Inquérito da `farra das máquinas¿ deve estar concluído este mês

Previsão é da titular da Delegacia Fazendária de MT, Luzia de Fátima, ao afirmar que diligências estão no fim

Kelly Martins, iG Cuiabá |

O inquérito que investiga o suposto superfaturamento de R$ 44 milhões na compra de 705 máquinas e caminhões pelo Governo de Mato Grosso será concluído até o final do mês.

A garantia é da titular da Delegacia Fazendária Luzia de Fátima, responsável pela apuração das licitações realizadas pelas secretarias de Infraestrutura e Administração no programa "MT 100% Equipado".

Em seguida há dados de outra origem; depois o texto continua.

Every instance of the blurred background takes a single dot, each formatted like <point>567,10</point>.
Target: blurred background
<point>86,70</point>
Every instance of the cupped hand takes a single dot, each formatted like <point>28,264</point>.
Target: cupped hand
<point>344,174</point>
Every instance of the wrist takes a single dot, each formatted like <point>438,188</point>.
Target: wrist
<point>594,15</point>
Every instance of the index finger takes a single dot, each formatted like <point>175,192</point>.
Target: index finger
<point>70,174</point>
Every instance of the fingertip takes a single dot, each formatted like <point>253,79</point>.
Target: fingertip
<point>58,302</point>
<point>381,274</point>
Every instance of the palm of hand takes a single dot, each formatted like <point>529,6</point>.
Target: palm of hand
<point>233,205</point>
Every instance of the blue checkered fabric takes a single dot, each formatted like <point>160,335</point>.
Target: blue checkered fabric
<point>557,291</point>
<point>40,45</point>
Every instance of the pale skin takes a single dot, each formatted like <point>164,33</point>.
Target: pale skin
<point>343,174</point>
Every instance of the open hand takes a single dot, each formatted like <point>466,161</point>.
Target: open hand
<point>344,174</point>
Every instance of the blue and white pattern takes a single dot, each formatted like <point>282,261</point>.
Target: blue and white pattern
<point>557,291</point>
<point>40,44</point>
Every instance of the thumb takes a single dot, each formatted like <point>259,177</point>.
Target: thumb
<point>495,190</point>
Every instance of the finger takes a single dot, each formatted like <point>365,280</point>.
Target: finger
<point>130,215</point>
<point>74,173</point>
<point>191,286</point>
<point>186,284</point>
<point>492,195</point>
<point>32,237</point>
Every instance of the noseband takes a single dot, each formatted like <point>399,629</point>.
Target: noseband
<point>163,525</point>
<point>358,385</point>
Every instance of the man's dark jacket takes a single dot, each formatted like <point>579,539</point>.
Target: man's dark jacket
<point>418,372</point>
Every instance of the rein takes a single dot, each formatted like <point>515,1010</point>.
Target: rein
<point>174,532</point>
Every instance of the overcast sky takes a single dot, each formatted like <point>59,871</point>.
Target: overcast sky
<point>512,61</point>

"Estamos finalizando todas as diligências para elucidação dos fatos. Queremos entregar o relatório até o final do mês", destacou.

Um dos mais interessados na conclusão das investigações é o próprio governador reeleito Silval Barbosa (PMDB), acusado de envolvimento no superfaturamento de R$ 44,4 milhões na licitação para compra de máquinas pelo Estado.

Barbosa vem cobrando a agilidade no andamento do processo de investigação e garante que os rivais fizeram denúncias caluniosas sobre o fato.

O relatório final da Auditoria-Geral do Estado (AGE) sobre a compra de 705 máquinas e caminhões do programa "MT 100% Equipado" aponta um sobrepreço de R$ 44,4 milhões. O montante equivale a 22% pagos a mais pela compra do maquinário distribuído aos 141 municípios mato-grossenses.

"Não quero nada debaixo do tapete. O governo tomou todas as medidas necessárias para apurar. Dizer que nós roubamos é uma das denúncias mais perversas", frisou o governador.

Silval acrescentou ainda, que os culpados vão responder judicialmente e que fez o possível para que o Estado não sofra prejuízos.

A delegada Luzia de Fátima explicou que técnicos ainda continuam a percorrer o Estado para as perícias nas máquinas restando ainda 37 dos 141 municípios a serem visitados.

O suposto superfaturamento também serviu como arma eleitoral durante a campanha ao governo, sendo usada por adversários que tentaram evitar a reeleição de Silval Barbosa (PMDB).

O candidato do PSDB, Wilson Santos, ingressou com uma ação no Tribunal Regional Eleitoral (TRE-MT) pedindo a instauração de investigação judicial eleitoral no caso do superfaturamento.

Além disso, o vazamento do depoimento de um empresário, que integra a lista de pessoas que venderam as máquinas para o Governo, dois dias antes das eleições (3 de outubro), também provocou uma verdadeira guerra nos bastidores da política.

Porém a delegada garante que as investigações não serão prejudicadas.

Por outro lado, o procurador-geral de Justiça, Marcelo Ferra, informou que abriu uma sindicância para descobrir qual servidor poderia ter divulgado o documento, já que o processo é sigiloso.

"Trata-se de uma investigação em sigilo e temos que saber como vazou. Isso poderá atrapalhar todo o andamento da ação".

Na avaliação do procurador-geral do Estado, Dorgival Veras de Carvalho, houve uma exploração política contra o Governo. Ele também acompanha o desenrolar das investigações e defende que, como se trata de algo sigiloso, deve ser apurado pela Justiça. “Assim que houve o vazamento eu fui pessoalmente ao Ministério Público para verificar”, comentou.

Carvalho acrescentou que todos os empresários que causaram prejuízos ao Estado vão ser acionados judicialmente por meio de uma ação de ressarcimento de danos.